NEW JERSEY (WABC) -- New Jersey is entering the first phase of expanding education to include Universal Pre-K. It is viewed as critical to leveling the educational playing field and getting kids to start school earlier.
Seven states and many cities including New York already have universal programs.
The plan in New Jersey includes full-day programs for 4-year-olds. It focuses on smaller class sizes with one teacher and aide per class.
Gov. Phil Murphy visited a class of preschoolers at the Betty McElmon Elementary School on Thursday as they learned about colors.
The program in West Long Branch was among 27 school districts to receive funding to establish or expand high-quality preschool programs for kids.
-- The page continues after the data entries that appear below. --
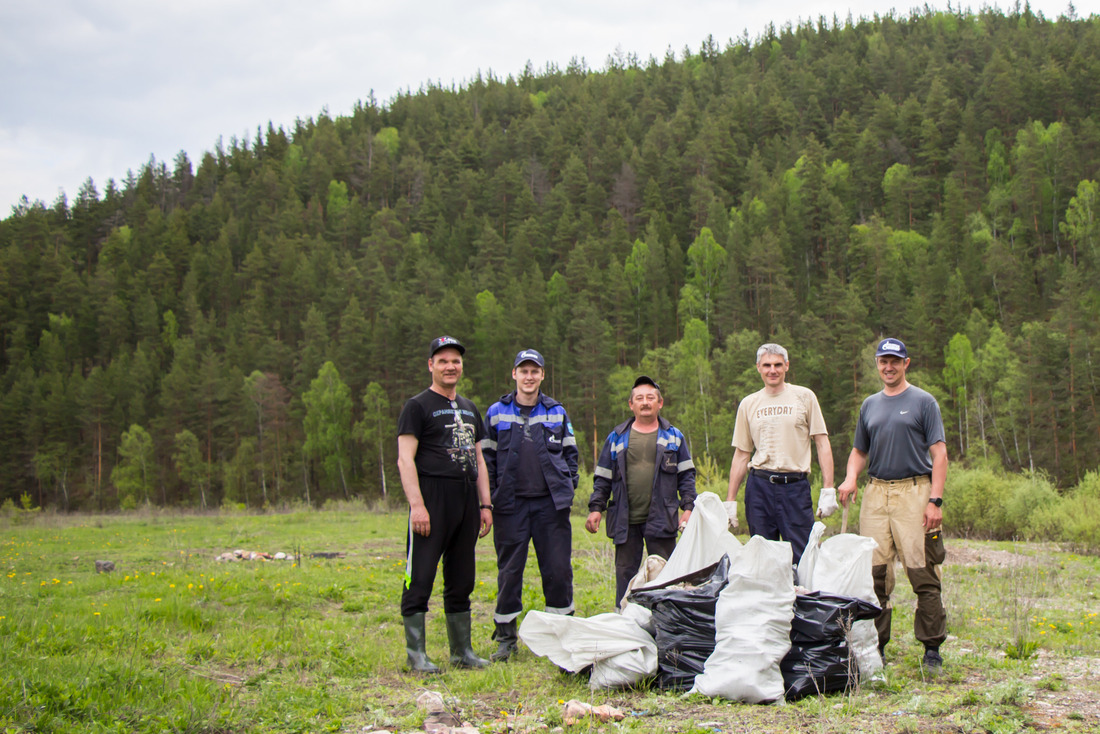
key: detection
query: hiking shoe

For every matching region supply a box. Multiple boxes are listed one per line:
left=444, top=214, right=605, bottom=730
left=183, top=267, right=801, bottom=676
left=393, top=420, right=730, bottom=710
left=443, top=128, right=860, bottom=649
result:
left=921, top=647, right=944, bottom=676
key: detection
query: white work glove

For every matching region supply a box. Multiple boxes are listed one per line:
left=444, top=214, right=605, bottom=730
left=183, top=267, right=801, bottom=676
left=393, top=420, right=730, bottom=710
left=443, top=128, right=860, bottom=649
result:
left=817, top=486, right=840, bottom=517
left=722, top=500, right=737, bottom=530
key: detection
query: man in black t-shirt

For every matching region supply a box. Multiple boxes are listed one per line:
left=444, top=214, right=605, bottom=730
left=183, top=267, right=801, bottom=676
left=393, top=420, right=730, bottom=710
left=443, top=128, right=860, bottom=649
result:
left=482, top=349, right=578, bottom=660
left=397, top=337, right=493, bottom=672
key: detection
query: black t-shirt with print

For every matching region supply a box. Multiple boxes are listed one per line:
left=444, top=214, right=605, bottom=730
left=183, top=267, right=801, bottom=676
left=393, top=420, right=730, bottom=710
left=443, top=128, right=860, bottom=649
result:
left=397, top=390, right=485, bottom=479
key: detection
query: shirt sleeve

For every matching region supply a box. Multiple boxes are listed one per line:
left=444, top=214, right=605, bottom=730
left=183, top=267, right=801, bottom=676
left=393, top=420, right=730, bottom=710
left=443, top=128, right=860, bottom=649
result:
left=730, top=398, right=756, bottom=452
left=921, top=395, right=947, bottom=448
left=851, top=401, right=871, bottom=453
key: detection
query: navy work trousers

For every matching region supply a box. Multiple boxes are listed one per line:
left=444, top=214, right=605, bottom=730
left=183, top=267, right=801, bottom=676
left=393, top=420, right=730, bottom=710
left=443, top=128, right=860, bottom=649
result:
left=493, top=494, right=573, bottom=623
left=745, top=472, right=814, bottom=563
left=402, top=476, right=481, bottom=616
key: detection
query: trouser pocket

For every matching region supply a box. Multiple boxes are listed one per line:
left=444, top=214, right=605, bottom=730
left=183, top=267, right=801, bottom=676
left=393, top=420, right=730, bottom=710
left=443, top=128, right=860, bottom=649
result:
left=924, top=528, right=947, bottom=566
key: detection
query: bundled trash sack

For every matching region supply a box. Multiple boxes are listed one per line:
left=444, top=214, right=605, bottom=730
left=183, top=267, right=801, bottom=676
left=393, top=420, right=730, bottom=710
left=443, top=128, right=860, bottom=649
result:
left=779, top=591, right=879, bottom=701
left=519, top=610, right=657, bottom=690
left=630, top=556, right=729, bottom=690
left=799, top=523, right=882, bottom=679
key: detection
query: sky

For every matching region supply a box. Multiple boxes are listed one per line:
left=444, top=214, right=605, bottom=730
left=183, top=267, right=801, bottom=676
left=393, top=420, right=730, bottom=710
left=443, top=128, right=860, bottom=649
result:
left=0, top=0, right=1082, bottom=218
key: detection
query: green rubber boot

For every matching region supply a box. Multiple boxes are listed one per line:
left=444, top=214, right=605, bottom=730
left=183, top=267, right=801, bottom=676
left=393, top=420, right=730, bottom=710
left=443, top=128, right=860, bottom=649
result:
left=488, top=620, right=519, bottom=662
left=402, top=612, right=440, bottom=672
left=447, top=612, right=488, bottom=668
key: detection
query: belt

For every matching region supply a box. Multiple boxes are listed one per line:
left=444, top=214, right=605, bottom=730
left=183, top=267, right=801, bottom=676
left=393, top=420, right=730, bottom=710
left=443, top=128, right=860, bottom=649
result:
left=871, top=474, right=932, bottom=486
left=749, top=468, right=806, bottom=484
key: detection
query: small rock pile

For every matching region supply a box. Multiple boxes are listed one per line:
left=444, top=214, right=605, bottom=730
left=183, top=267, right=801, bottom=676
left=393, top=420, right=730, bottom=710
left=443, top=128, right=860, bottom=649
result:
left=215, top=548, right=292, bottom=562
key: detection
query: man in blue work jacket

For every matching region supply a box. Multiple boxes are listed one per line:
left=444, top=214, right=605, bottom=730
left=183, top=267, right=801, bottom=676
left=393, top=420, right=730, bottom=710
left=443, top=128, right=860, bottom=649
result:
left=482, top=349, right=578, bottom=660
left=584, top=375, right=695, bottom=607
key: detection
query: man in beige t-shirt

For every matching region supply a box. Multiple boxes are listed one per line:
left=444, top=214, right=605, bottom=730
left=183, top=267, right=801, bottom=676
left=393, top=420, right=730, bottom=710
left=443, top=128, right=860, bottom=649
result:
left=726, top=343, right=837, bottom=563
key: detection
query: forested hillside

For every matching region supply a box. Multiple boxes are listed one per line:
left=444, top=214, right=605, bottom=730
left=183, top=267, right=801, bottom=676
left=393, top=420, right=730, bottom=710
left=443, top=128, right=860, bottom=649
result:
left=0, top=8, right=1100, bottom=508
The program started this week with 18 kids starting pre-K as the state expands the program with the hopes of one day having Universal Pre-K.
The program has expanded statewide over the past five years with some $26 million set aside in the state budget to start early preschool programs.
There have been 18,000 students who have joined the early preschool program since Murphy took office.
The state has an additional $14 million in the budget that paves the way for more school districts to being early preschool in January.
"There are countless benefits to providing a high-quality education to every preschool-aged child in our state, including making New Jersey a more affordable place to live for young, working families," said Governor Phil Murphy. "We have made significant strides in our effort to offer universal preschool throughout New Jersey and must continue to seek ways to achieve this critical objective. My administration will consider all possibilities as we move towards this goal and will continue to invest in preschool education so that more New Jersey children can have opportunities to succeed."